On August 2, 2017, Senators Tom Cotton (R-AR) and David Perdue (R-GA) introduced a revision to the Reforming American Immigration for a Strong Economy (RAISE) Act. The main purpose of this bill is to amend the Immigration and Nationality Act to:

  1. Establish a skills-based immigration points system;
  2. Focus family-sponsored immigration on spouses and minor children;
  3. Eliminate the Diversity Visa Program; and
  4. Set a limit on the number of refugees admitted annually to the United States.

What Would the RAISE Act Do?

If passed, the RAISE Act would make significant changes to the current legal immigration system in the United States, including, but not limited to:

  1. Establish a skill-based immigration points system

The RAISE Act would replace the current employment-based immigration preference categories with a points system. Out of 100-points, foreign nationals would receive points based on their education level, offered salary, investment level, achievements, age, and English-language proficiency. They would have to earn at least 30 points to be eligible for an employment-based green card. Spouses of foreign nationals would also undergo a points assessment that can either maintain or decrease the foreign national’s score.

Twice a year, applicants with the highest scores on this immigration assessment system would be invited to apply for permanent residence. The maximum green card quota would be set at 140,000 per year.

  1. Focus family-sponsored immigration on spouses and minor children

The RAISE Act would set limitations on family-based immigration. The bill would eliminate green card categories for:

  • Adult sons and daughters of U.S. citizens and permanent residents;
  • Siblings of U.S. citizens;
  • Parents of U.S. citizens age 21 and over.
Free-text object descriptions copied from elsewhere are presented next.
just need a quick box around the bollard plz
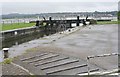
[14,31,18,35]
[3,48,9,59]
[86,15,88,21]
[69,23,72,28]
[82,19,87,26]
[49,17,53,34]
[77,16,79,26]
[49,17,52,21]
[35,20,40,27]
[49,17,52,27]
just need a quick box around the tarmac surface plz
[52,24,118,70]
[2,24,118,75]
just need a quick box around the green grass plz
[2,23,35,31]
[97,21,119,25]
[2,58,13,64]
This will be replaced with a temporary visa category granting parents to enter the United States for a renewable period of five years without work authorization or access to public benefits.

Additionally, the maximum age for dependent children would be reduced from 20 years to 17 years of age for all U.S. immigration programs.
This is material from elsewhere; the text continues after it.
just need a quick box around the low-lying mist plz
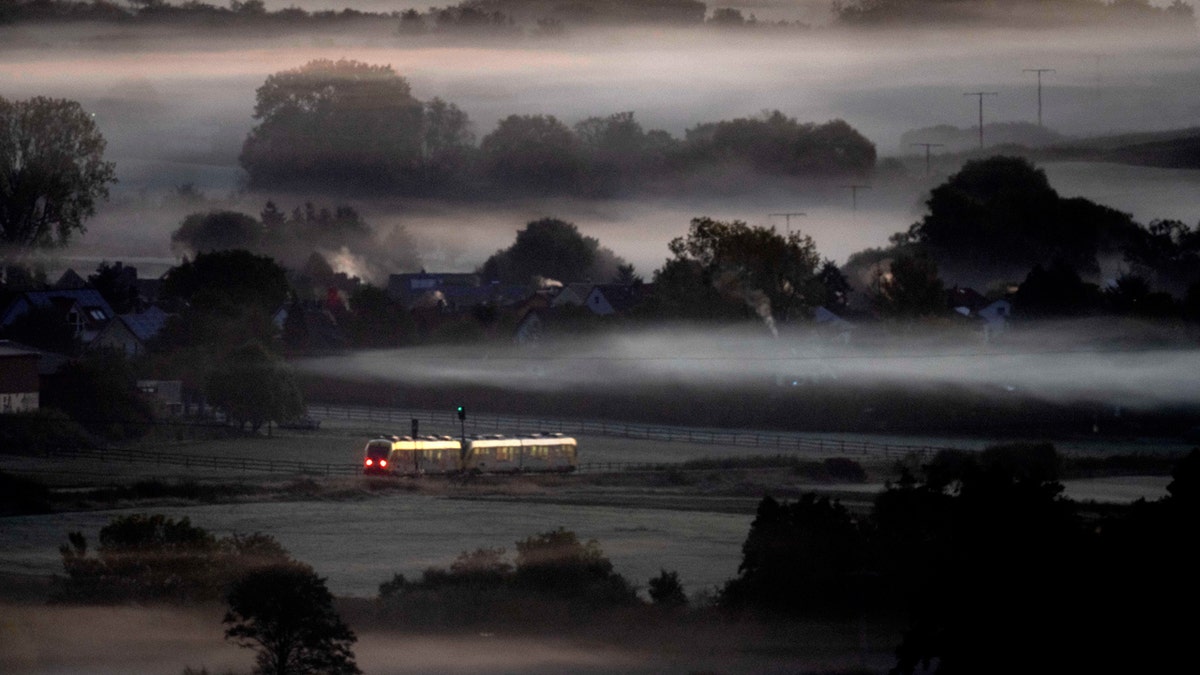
[298,319,1200,410]
[6,18,1200,281]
The family-based green card quota would be limited to 88,000 per year. Currently approved family-based immigrants in categories that the RAISE Act would eliminate will either be grandfathered, or will be granted points that can be used in an employment-based immigration category.
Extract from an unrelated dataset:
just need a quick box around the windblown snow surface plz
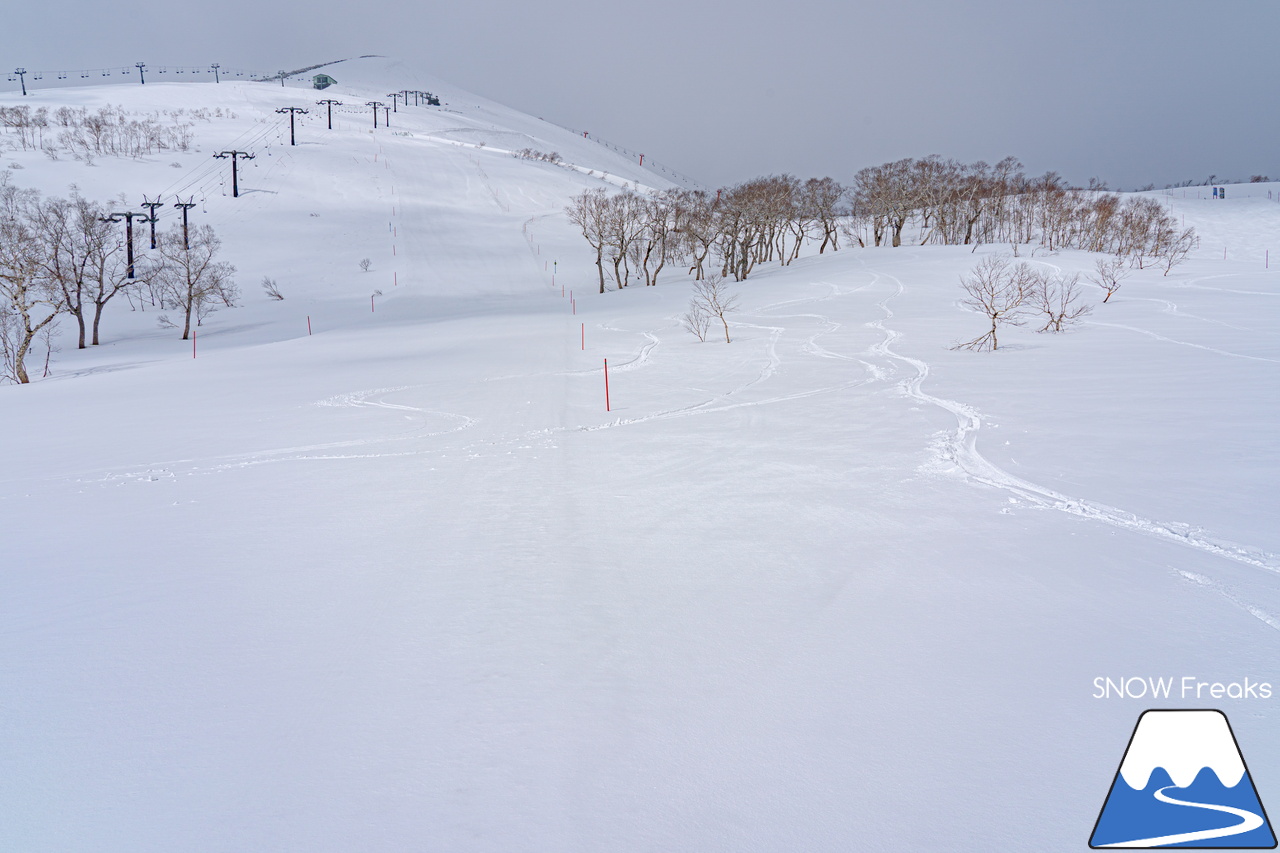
[2,57,1278,852]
  1. Eliminate the Eliminate the Diversity Visa Program

The Diversity Visa Program currently awards 50,000 green cards annually on a lottery basis to foreign nationals from countries with historically low rates of immigration to the U.S. The RAISE Act would eliminate the Diversity Visa Program entirely and not provide a replacement.

  1. Set a limit on the number of refugees admitted annually to the United States

Lastly, the RAISE Act would reduce the number of refugees admitted to the U.S. to 50,000 per year. To give some perspective, the U.S. received 85,000 refugees in 2016.

Will I Be Affected by the RAISE Act?

If passed, the RAISE Act would have significant impact on applicants of employment-based immigration green cards, family members of family-based immigration, applicants of the Diversity Visa Program, and refugees seeking entrance into the U.S. Most recently, the bill is still in the initial stages in the Senate, having been referred to the Committee on the Judiciary.

While the revision of the RAISE Act has received support from President Trump, the bill is currently opposed by most Democrats and several Republicans in the Senate. Likewise, the previous version of the RAISE Act was largely ignored by the Senate and Republican leaders have shown no inclination to vote on immigration in 2017.

Our offices will continue to keep you up to date regarding the RAISE Act and its legislative status.